The ingredients are fairly standard: eggs, Parmesan, parsley, fresh breadcrumbs, salt, pepper, garlic, and equal parts pork and beef, all resulting in a remarkably balanced, well-seasoned meatball. But the linchpin is the texture, and that comes, I learned, with the mixing.

To combine the meat and seasonings, Jordi uses a method I like to call "The Claw." Hold up your hand, fingers separated, and bend your fingers slightly, tensing them. This claw is the best tool for mixing meatballs, and the key is to move it around the bowl in strong, quick circles just until the mixture comes together. Stirring this way makes a meatball with a fine, smooth texture, both tight and light, almost bouncy. When you cut one in half, it doesn't crumble into bits; it holds its integrity. It's a pleasure to eat—not just for how it tastes, but for how it feels between your teeth.

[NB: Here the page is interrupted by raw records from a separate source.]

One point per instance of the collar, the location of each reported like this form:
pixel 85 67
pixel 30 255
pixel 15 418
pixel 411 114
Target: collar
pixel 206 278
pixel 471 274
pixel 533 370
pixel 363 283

All that's left is to cook it. Jordi simmers his meatballs in a coarse tomato sauce with lots of minced onion and olive oil, and it's a good foil for the earthy meat. But one night last summer, I tried using my own favorite sauce, one from my repertoire. It's a riff on Marcella Hazan's classic sauce with butter and onion, and it's a little richer and rounder, a sauce that I will eat from the pot if left alone in the kitchen. It turns out that when I simmer Jordi's meatballs in it, I not only do that, but I pump my fist in the air with each bite. That's the beauty of a repertoire: that in drawing from a whole world of recipes, you wind up making your own.